As the young/inexperienced driver is misrepresenting facts for financial gain, it is clear they are committing fraud. However, if you talk with someone from outside the insurance industry about fronting two things tend to happen.
1) They are genuinely surprised to hear it is classed as insurance fraud.
2) Their immediate next response is ".....but everyone does it".
So how widespread is fronting, what are the implications and what can be done to either detect or prevent it?
The frequency of fronting
Though difficult to detect, it is believed that fronting occurs in 20-25% of policies for young drivers.
In August this year, GoCompare commissioned a study into fronting in the UK and found the following:
23% of parents surveyed admitted to insuring a young driver's car in their name
The figure was 41% for Wales which has the highest rate of fronted policies in the UK
56% of parents said they would consider being named as the main driver for cheaper insurance
The high figures can possible be attributed to the fact that most people think it is harmless and they are not committing fraud. Recent research by YouGov in the UK found that 90% of respondents did not know fronting was a type of insurance fraud.

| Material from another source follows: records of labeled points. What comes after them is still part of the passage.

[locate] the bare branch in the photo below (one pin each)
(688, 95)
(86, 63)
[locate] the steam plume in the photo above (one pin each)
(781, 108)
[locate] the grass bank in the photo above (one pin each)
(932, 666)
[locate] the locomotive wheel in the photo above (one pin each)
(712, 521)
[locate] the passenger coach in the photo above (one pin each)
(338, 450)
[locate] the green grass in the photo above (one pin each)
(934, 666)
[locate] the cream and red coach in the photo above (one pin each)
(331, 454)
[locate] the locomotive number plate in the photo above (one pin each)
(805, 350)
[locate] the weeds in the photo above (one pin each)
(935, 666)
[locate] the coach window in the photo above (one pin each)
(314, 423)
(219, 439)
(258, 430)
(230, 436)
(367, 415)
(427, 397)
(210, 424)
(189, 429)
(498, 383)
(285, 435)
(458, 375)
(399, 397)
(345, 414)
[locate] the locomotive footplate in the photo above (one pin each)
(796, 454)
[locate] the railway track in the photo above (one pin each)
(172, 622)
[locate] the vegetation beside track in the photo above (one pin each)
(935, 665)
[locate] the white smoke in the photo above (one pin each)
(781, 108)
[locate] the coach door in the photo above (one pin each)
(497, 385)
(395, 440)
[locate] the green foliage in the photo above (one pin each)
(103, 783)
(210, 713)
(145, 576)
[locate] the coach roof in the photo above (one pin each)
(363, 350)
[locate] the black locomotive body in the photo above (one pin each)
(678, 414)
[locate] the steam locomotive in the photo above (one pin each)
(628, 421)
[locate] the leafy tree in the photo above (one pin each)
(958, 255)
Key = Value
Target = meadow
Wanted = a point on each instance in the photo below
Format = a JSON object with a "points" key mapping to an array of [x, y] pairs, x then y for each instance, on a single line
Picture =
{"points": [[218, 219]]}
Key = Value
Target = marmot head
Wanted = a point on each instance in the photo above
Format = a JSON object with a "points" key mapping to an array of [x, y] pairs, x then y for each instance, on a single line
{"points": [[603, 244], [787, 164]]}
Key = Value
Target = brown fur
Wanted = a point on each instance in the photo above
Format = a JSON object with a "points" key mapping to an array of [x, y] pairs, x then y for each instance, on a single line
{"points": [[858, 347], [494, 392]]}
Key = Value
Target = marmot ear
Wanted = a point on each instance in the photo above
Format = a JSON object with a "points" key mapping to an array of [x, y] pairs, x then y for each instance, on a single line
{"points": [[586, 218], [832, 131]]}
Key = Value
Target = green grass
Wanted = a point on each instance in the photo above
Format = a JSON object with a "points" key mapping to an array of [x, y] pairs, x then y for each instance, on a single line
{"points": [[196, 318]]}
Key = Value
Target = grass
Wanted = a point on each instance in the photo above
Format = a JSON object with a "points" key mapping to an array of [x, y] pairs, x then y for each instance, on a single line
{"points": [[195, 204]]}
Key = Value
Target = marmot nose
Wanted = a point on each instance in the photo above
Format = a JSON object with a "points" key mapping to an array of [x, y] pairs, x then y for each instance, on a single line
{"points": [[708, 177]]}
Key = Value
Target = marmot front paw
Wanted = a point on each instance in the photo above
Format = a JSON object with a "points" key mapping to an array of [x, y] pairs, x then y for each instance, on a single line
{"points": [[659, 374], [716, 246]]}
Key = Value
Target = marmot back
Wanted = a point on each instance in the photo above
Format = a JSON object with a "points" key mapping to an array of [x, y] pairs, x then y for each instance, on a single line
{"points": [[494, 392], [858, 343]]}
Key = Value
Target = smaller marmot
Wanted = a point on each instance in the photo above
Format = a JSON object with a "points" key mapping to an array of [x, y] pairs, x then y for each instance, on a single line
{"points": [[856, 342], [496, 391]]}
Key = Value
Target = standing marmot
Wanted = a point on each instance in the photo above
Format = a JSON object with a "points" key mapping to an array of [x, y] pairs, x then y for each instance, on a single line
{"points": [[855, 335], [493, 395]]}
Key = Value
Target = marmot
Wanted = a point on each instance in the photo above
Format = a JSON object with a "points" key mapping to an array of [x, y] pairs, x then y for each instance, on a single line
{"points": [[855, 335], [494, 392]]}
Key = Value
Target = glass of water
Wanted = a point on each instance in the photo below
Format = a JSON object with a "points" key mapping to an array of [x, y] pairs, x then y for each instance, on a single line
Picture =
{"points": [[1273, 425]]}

The most recent study on fronting in Ireland was carried out by the AA in 2017. They reported the following:
4.5% of parents admitted they are listed as the main driver for their sons or daughters car
A further 9% of parents admitted to fronting in the past
17.6% said they would be tempted to do it
Parents aged between 46 and 55 were most likely to have having done it or would consider doing it
These figures appear to be low when compared with the UK but may understate the issue as the study is over 5 years old and was carried out by the company the respondents bought insurance from (rather than an independent third party).

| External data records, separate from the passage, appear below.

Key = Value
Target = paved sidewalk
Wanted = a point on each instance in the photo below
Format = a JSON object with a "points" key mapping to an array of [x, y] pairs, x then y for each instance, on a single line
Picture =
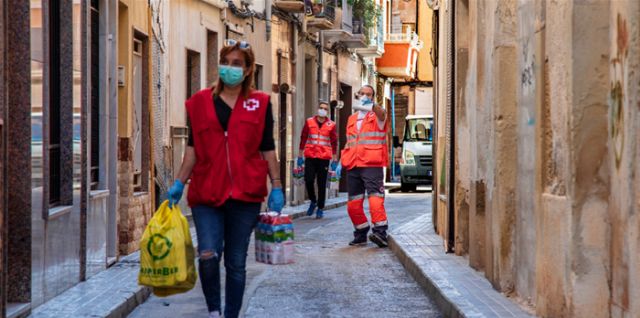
{"points": [[458, 290], [115, 292]]}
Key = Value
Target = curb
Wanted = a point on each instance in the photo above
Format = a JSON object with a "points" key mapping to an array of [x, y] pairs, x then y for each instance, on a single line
{"points": [[136, 299], [446, 305]]}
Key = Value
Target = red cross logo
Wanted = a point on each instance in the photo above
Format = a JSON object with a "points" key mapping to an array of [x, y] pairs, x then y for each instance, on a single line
{"points": [[251, 104]]}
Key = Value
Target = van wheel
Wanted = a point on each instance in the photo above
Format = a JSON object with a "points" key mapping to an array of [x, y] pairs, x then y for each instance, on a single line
{"points": [[407, 187]]}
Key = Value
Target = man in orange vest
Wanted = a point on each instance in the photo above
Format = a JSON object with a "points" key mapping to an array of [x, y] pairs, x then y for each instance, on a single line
{"points": [[319, 145], [364, 156]]}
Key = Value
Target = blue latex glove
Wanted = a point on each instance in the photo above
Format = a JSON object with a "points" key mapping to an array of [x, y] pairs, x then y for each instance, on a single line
{"points": [[175, 193], [276, 200]]}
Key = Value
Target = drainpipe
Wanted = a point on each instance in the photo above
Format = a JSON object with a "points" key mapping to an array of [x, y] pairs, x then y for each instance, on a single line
{"points": [[268, 17], [320, 64], [393, 133]]}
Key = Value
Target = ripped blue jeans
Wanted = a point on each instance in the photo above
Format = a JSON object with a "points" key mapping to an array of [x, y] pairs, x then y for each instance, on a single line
{"points": [[224, 232]]}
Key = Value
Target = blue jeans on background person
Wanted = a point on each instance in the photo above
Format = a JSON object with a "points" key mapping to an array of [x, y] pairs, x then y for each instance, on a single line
{"points": [[227, 227]]}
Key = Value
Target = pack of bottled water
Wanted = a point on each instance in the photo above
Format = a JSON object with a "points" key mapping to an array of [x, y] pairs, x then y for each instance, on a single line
{"points": [[334, 180], [298, 175], [274, 239]]}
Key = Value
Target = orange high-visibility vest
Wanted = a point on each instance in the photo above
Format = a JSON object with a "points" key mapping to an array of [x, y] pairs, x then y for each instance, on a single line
{"points": [[319, 139], [367, 147]]}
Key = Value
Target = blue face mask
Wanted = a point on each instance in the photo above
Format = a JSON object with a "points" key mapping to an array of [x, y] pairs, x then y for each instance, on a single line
{"points": [[365, 100], [231, 75]]}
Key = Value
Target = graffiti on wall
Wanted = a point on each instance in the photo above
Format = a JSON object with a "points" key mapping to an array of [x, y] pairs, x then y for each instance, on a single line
{"points": [[617, 98]]}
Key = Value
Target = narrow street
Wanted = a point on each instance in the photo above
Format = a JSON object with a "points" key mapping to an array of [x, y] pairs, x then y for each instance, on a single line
{"points": [[329, 277]]}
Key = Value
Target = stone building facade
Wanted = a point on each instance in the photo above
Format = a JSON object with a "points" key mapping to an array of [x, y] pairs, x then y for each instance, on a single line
{"points": [[537, 126], [93, 128]]}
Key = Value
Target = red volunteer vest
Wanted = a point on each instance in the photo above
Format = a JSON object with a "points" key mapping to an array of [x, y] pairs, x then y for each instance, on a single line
{"points": [[367, 147], [319, 140], [228, 165]]}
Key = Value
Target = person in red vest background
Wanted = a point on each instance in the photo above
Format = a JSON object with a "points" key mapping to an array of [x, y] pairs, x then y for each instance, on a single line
{"points": [[318, 143], [230, 152], [364, 157]]}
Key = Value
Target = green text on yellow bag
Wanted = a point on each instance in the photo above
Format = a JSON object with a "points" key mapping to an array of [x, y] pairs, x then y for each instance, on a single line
{"points": [[164, 260]]}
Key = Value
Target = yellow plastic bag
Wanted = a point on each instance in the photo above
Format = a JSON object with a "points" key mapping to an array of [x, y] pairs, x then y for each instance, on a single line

The repercussions of fronting
If fronting has occurred, it will most likely not be discovered until a claim is made. If the insurer concludes that fronting has occurred then some or all of the following can happen:
the policy will be cancelled and this will impact the cost of any future policies
the insurer will not pay for the damage to the vehicle and the main driver (often the parent) will be liable for the cost
If there are third parties involved then the insurer will pay the claim and look to recoup it from the main driver on listed on the policy
the main driver may get a conviction for insurance fraud
the main driver will be added to the insurance fraud register (UK only)
Detection and prevention
Fronting is most likely to be discovered when a claim is made. If the insurer suspects fronting they may initiate an investigation to confirm who was driving the car when the accident occurred, who is the registered owner of the vehicle and if there is any CCTV footage showing who regularly drives the car.

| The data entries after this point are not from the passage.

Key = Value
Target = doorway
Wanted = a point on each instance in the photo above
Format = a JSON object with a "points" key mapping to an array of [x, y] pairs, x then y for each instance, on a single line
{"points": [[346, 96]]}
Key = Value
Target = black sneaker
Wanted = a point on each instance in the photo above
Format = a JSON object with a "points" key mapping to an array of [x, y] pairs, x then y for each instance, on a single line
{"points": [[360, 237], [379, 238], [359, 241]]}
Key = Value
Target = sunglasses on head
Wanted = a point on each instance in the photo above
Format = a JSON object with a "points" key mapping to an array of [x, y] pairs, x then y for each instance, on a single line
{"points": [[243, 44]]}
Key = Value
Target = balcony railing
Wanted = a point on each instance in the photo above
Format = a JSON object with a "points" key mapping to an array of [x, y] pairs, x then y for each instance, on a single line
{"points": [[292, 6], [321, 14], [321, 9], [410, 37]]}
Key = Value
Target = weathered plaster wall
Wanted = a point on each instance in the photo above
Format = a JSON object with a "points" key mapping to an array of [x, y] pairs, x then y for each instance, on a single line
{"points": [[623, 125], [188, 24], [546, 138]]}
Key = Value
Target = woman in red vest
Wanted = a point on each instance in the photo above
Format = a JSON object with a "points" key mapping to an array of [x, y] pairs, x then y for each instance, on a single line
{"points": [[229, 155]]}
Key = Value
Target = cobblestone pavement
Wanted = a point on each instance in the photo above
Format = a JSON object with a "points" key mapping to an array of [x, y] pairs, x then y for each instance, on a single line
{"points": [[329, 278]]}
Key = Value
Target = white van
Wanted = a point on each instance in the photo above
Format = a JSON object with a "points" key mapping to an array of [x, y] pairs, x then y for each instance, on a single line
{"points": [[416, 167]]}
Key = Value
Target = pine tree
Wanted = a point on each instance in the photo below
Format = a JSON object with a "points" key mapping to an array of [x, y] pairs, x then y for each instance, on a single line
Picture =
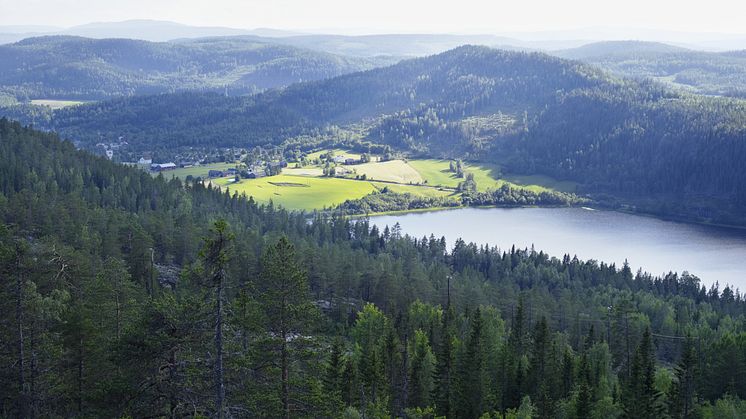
{"points": [[682, 393], [470, 383], [215, 259], [283, 293], [444, 371], [640, 397]]}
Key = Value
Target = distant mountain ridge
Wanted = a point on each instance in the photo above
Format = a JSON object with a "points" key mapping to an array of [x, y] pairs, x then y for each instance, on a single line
{"points": [[710, 73], [66, 67], [531, 112]]}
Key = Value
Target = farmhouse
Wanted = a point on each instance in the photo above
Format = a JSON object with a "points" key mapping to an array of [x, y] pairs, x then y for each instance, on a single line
{"points": [[160, 167]]}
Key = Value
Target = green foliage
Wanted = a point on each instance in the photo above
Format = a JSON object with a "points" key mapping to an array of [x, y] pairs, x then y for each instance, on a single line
{"points": [[110, 311]]}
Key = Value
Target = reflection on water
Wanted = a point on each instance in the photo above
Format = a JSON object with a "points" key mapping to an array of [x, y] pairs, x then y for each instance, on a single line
{"points": [[656, 246]]}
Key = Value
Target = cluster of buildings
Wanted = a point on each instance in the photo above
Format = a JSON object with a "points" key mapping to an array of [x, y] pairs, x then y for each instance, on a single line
{"points": [[345, 160]]}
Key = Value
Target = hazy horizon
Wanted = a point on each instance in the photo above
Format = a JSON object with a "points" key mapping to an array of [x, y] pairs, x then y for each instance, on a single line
{"points": [[721, 17]]}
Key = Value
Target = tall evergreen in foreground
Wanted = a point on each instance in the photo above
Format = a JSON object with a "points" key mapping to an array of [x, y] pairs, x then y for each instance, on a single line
{"points": [[109, 309]]}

Ideally it would be easier to identify potential fronting when the policy is being bought. This can be done by integrating with Gatepost to capture the Vehicle Registration Certificate during the quote process and verify the vehicle owner.
A more manual process is to request a copy of the Vehicle Registration Certificate after the policy is bought but this creates friction with the customer and increases onboarding costs for insurers and brokers.
'Fronting' is one of the biggest problems facing the car insurance industry. It is very difficult to detect at the point of quote and is often not uncovered until a claim is made.
Fronting can also be considered to be the acceptable face of insurance fraud as it is not seen as being a type of fraud by the majority of people. One of the simplest and possible most effective ways of reducing fronting may be simply to educate people about it and the potential implications if they are caught.